We use cookies. Read the Privacy and Cookie Policy

В Крыму

В Крыму, в Гурзуфе, я нашел прекрасный кусок земли у самого моря, купил его и построил дом, чудесный дом. Туда ко мне приезжали гости, мои приятели — художники, артисты и многие все лето гостили у меня.

Я редко бывал в Гурзуфе. Мне нравилась моя мастерская во Владимирской губернии, там была моя родная природа. Все нравилось там — крапива у ветхого сарая, березы и туман над моховым болотом. Бодрое утро, рожок пастуха и заря вечерняя… А на реке — желтые кувшинки, камыши и кристальная вода. Напротив, за рекой, Фёклин бор и конца нет лесам: они шли на сто четыре версты без селений. Там были и родные мои мужики. Я любил мужиков везде, где бы их ни видал — в русских уездах, губерниях, в их манящих селах и деревнях…

А в Гурзуфе, в Крыму, были татары, скромные, честные люди, тоже мужики. И при них начальник был — околоточный Романов.

— Усе, усе я понимаю, — говорил он, — погляжу и посажу, у меня не погуляешь… Усе улажу, кого хошь в клоповник посажу…

Он называл арестантскую «клоповником», а также «кордегардией».

— Я вот Романов, — говорил он, — а вот в Ливадии сам живет…

— Думбадзе?[400] — спросил его мой приятель-насмешник, барон Клодт.

— Не… — и Романов засмеялся.

Он был небольшого роста, опухший, голос хриплый, лицо круглое с серыми глазами, как оловянные пуговицы, под глазами синяк заживающий, и на роже свежие царапины и веснушки. Верхняя губа как-то не закрывала зубы. Лицо сердитое и пьян с утра.

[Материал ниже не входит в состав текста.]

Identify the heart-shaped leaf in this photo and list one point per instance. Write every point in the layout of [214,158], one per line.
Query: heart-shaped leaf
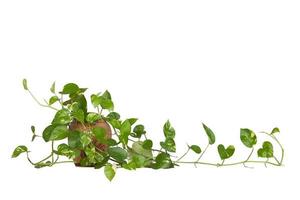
[18,150]
[169,131]
[275,130]
[118,154]
[196,149]
[70,88]
[266,151]
[210,134]
[125,131]
[62,117]
[248,137]
[109,172]
[225,153]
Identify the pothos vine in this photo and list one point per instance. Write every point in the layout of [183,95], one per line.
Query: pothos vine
[101,139]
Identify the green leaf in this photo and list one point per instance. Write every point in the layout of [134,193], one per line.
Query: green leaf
[225,153]
[52,89]
[53,99]
[163,161]
[106,95]
[70,88]
[196,149]
[169,131]
[113,115]
[32,129]
[59,132]
[100,134]
[118,154]
[85,140]
[125,131]
[47,132]
[210,134]
[62,117]
[78,115]
[139,149]
[55,132]
[74,139]
[43,164]
[132,120]
[106,103]
[111,142]
[109,172]
[266,151]
[139,130]
[18,150]
[147,144]
[95,100]
[65,150]
[275,130]
[115,123]
[137,161]
[82,104]
[92,117]
[248,137]
[169,145]
[25,84]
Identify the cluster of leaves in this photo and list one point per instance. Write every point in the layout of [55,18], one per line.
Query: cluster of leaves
[128,148]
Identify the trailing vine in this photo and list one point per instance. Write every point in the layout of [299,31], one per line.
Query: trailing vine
[101,139]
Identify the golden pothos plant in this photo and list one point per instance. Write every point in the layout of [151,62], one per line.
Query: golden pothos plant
[102,139]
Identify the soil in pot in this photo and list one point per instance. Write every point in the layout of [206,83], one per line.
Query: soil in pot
[77,126]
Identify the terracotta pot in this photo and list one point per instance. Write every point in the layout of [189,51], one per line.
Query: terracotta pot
[77,126]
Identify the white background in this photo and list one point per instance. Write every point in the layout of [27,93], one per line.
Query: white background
[230,64]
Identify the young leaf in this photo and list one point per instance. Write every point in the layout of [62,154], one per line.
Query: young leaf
[74,140]
[92,117]
[59,132]
[78,115]
[70,88]
[100,134]
[52,89]
[139,130]
[106,103]
[196,149]
[147,144]
[248,137]
[225,153]
[118,154]
[169,145]
[163,161]
[25,84]
[95,100]
[32,129]
[113,115]
[18,150]
[125,131]
[275,130]
[109,172]
[53,99]
[266,151]
[169,131]
[139,149]
[210,134]
[62,117]
[85,140]
[132,120]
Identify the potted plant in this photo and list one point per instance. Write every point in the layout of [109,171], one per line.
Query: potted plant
[102,139]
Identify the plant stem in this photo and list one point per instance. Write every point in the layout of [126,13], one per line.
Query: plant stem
[52,151]
[229,164]
[183,154]
[37,101]
[281,147]
[201,155]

— Это вот мундир у меня, господи, ей-ей, старый, в грязи, продран… ей-ей… Что получаешь? Сорок два… Чего… ей-ей… Это ведь что ж, гибель какая… Как жить?.. Хосударь приезжает в Ливадию, ей-ей… Как встречу?.. Мундир… двадцать пять рублей, не менее. Одолженье сделаете. Взаймы… Не дадите, буду знать, через кого хосударя не встречаю… ей-ей… Хвоспович спросит: вот скажу — не справил… Не я прошу — служба просит… ей-ей…

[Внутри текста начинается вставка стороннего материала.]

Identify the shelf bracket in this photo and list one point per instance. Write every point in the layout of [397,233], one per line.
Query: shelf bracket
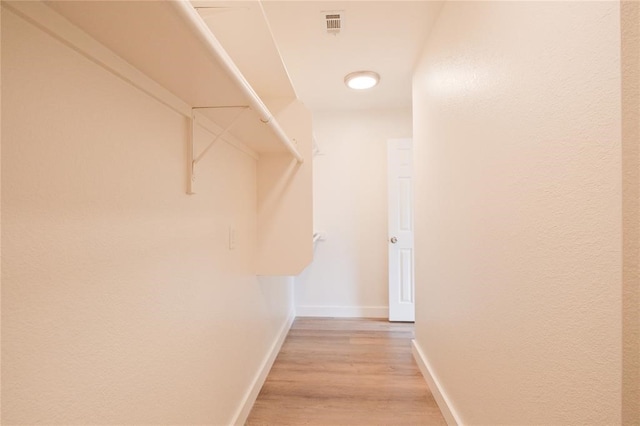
[195,158]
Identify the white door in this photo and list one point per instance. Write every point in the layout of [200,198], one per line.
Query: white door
[400,242]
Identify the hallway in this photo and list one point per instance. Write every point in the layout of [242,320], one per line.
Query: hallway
[346,371]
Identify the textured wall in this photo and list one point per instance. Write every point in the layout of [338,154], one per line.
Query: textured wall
[518,221]
[121,303]
[348,275]
[630,23]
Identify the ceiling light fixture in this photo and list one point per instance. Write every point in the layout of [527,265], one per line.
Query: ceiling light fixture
[361,80]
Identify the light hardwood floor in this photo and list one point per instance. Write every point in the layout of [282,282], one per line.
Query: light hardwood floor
[346,372]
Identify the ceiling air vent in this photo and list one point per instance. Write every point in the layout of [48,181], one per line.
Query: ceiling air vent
[333,22]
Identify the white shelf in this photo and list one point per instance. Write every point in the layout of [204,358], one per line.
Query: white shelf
[168,42]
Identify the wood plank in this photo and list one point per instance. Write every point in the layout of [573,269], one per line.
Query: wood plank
[346,372]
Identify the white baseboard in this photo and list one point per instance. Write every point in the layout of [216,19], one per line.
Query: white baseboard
[343,311]
[250,396]
[446,407]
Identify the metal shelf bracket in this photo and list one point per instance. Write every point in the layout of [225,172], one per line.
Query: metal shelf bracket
[195,158]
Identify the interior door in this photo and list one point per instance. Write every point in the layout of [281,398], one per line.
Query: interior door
[401,253]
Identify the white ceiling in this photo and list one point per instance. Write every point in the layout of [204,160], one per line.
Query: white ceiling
[380,36]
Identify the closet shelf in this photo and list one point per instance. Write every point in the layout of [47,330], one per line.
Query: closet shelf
[170,43]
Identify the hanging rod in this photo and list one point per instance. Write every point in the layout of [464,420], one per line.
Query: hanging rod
[215,48]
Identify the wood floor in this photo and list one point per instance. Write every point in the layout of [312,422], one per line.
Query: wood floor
[346,372]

Романов приходил ко мне каждый день.

— Чего вы тут делаете? Розы разные, картины списываете. А чего ето? Об вас никакого положения дать нельзя… Тоже вас бережем, сохраняем… а кто знает, под богом ходим… Описываете… Вот там, гляжу, надысь: далеко, у скал сидите. А что, ежели кто да снимет вас из нагана? Вы со стульчика-то кувырк, значит… ножки кверху. А кто в ответе? Романов в ответе, все я… Ей-ей, гляди да гляди!..

Он вздыхал:

— На вас чин-то какой?

— Статский советник.

— Мал… Мы и действительных высылаем…

Позади моей дачи в Гурзуфе был базар — небольшая площадь и двухэтажные дома с вывесками, трактиры и кофейни. Тут Романов каждый вечер царил, не стесняясь:

— В Ливадии — он, — говорил Романов. — А тут — я. Порядок нужен.

Вечером на базаре разыгрывались бои. Романов таскал из трактиров пьяных за шиворот в «кордегардию».

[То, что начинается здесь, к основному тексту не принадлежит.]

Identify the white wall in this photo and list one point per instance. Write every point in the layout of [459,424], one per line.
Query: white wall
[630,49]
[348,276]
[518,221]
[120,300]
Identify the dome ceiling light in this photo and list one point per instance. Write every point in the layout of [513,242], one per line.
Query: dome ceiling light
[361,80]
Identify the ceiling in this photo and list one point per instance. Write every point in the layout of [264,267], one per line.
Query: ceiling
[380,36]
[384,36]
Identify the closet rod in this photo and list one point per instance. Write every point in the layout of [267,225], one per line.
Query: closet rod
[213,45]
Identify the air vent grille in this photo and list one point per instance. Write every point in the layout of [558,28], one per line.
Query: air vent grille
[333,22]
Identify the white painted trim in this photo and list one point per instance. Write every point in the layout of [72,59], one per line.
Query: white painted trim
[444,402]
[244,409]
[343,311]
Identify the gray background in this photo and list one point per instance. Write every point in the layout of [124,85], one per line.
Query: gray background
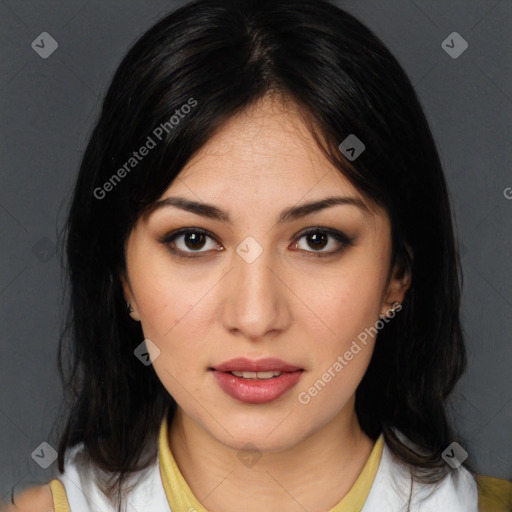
[47,110]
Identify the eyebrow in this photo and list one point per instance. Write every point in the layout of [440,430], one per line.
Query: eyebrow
[289,214]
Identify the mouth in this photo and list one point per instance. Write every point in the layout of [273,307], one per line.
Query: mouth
[256,382]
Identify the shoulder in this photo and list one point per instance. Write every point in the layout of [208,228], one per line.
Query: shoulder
[394,489]
[35,499]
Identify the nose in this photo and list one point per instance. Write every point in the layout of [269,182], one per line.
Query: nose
[256,299]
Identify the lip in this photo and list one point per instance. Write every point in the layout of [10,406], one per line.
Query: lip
[242,364]
[255,391]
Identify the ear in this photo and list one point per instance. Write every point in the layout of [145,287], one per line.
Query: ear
[398,284]
[131,304]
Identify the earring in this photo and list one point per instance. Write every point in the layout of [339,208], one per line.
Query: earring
[395,307]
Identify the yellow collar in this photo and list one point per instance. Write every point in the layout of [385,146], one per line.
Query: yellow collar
[181,498]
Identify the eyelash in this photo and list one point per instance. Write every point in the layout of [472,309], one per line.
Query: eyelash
[339,236]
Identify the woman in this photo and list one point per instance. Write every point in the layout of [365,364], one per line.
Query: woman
[264,276]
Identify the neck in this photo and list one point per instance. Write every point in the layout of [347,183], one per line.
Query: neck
[335,455]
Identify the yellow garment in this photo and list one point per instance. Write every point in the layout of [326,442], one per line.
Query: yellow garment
[181,498]
[494,494]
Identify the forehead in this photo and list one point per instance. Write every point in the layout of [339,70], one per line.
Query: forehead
[267,147]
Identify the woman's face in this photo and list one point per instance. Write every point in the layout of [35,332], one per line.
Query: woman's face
[248,281]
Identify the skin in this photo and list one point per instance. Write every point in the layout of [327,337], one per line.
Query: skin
[304,310]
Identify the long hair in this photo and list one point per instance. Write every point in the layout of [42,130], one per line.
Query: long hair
[220,57]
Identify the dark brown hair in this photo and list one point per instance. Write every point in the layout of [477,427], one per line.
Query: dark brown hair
[227,55]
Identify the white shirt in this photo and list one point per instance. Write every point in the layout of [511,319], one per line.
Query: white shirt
[390,490]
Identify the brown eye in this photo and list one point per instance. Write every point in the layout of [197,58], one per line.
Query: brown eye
[184,243]
[194,240]
[317,240]
[320,238]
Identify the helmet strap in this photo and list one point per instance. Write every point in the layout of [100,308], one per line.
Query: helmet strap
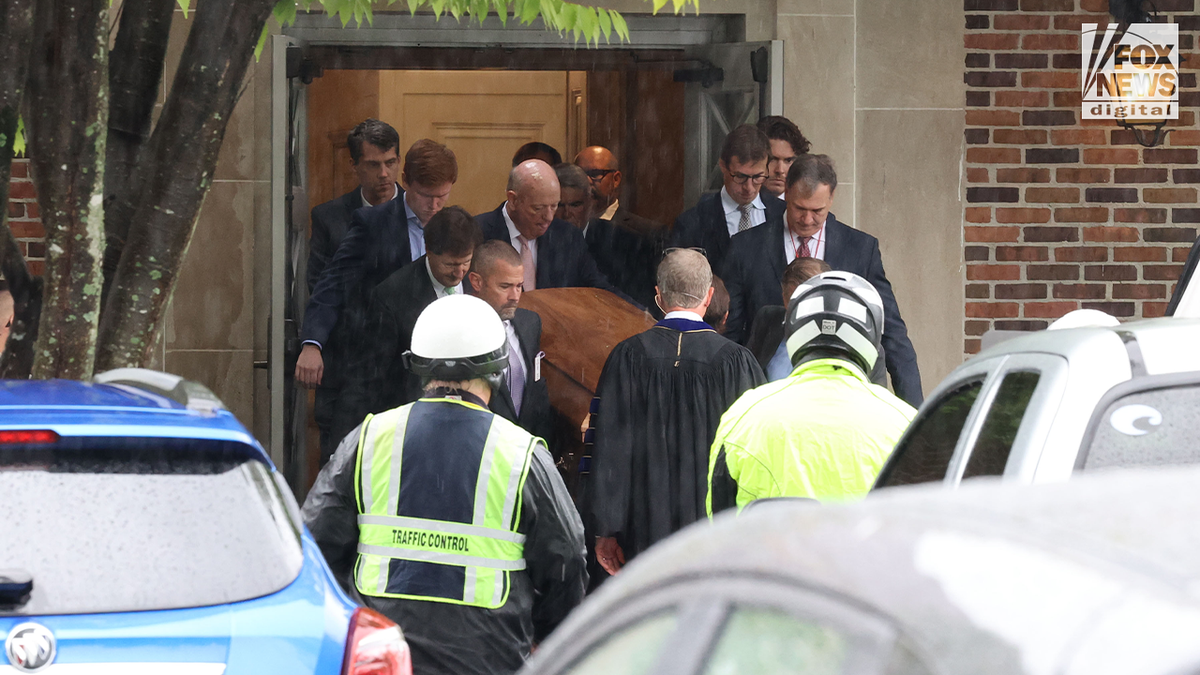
[454,393]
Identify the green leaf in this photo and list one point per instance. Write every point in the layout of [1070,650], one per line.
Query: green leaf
[18,141]
[285,12]
[618,25]
[262,41]
[605,23]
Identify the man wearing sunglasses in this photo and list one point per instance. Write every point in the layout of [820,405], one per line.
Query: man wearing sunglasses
[737,207]
[625,246]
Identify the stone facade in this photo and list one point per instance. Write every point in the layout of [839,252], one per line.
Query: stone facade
[1063,213]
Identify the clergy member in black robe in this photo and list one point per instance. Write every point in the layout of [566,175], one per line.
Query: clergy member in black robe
[659,400]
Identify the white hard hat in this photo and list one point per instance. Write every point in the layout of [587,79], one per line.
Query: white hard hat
[1084,318]
[459,338]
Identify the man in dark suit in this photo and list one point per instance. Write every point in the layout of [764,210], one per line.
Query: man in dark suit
[627,246]
[381,240]
[375,159]
[757,258]
[553,254]
[737,207]
[496,276]
[378,378]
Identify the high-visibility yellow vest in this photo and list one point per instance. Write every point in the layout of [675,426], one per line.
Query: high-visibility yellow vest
[822,432]
[439,523]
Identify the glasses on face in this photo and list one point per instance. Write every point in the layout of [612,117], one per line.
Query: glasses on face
[599,174]
[742,179]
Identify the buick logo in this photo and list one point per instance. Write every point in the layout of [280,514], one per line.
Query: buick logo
[30,647]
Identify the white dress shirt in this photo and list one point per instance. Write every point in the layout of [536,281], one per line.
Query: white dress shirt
[395,190]
[514,233]
[611,210]
[792,244]
[443,291]
[516,368]
[733,216]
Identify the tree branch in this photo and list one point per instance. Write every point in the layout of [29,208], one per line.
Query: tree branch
[186,138]
[66,125]
[16,34]
[135,72]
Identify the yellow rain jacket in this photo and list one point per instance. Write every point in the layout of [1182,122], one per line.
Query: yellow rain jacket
[822,432]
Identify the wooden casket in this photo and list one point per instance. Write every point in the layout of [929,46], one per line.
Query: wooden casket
[579,329]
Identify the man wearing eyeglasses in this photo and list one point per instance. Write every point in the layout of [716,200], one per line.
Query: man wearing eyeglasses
[625,246]
[786,144]
[737,207]
[757,260]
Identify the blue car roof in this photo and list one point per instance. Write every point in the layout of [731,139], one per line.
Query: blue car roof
[83,408]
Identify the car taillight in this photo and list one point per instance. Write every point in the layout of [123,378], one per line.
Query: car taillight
[376,646]
[27,436]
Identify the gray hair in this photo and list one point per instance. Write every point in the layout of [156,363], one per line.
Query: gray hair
[528,172]
[570,175]
[811,171]
[684,279]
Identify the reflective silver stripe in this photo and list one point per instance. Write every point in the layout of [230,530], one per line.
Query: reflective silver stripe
[442,526]
[366,463]
[510,495]
[485,476]
[468,593]
[397,460]
[498,589]
[432,556]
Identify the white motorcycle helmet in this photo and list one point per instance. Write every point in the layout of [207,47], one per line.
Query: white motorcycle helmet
[459,338]
[835,312]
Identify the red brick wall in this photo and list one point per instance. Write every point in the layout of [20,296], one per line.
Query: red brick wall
[24,217]
[1063,213]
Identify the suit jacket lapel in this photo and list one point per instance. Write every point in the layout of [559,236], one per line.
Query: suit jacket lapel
[835,243]
[775,245]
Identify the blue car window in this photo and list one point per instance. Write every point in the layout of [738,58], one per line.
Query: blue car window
[143,524]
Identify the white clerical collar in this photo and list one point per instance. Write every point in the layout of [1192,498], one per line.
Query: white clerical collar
[610,211]
[731,205]
[395,190]
[437,285]
[508,221]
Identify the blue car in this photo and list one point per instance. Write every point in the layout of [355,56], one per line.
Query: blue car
[144,531]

У меня был приятель, татарин Асан, молодой парень, красавец. На затылке маленькая круглая шапка, вроде ермолки. Темные глаза Асана всегда смеялись, и он ими поводил, как арабский конь. Когда он смеялся, его зубы светились, как чищеный миндаль.

Неизвестно почему, околоточный Романов избегал Асана. Асан с ним был почтителен, изысканно вежлив, серьезен. Но глаза Асана смеялись…

Романов почему-то не смотрел на него и уходил, когда Асан был у меня.

— Что тебя не любит Романов? — спросил я как-то Асана.

— Меня? Э-э-э… он? Любит меня, во любит! Твоя — моя, любит, как брат. Я его не боится — он меня не боится… как брат.

Асан хитро смеется.

— Хороший начальник Романов. Судить любит, драка любит, вино любит, все любит… Его татарин учил. Хороший начальник.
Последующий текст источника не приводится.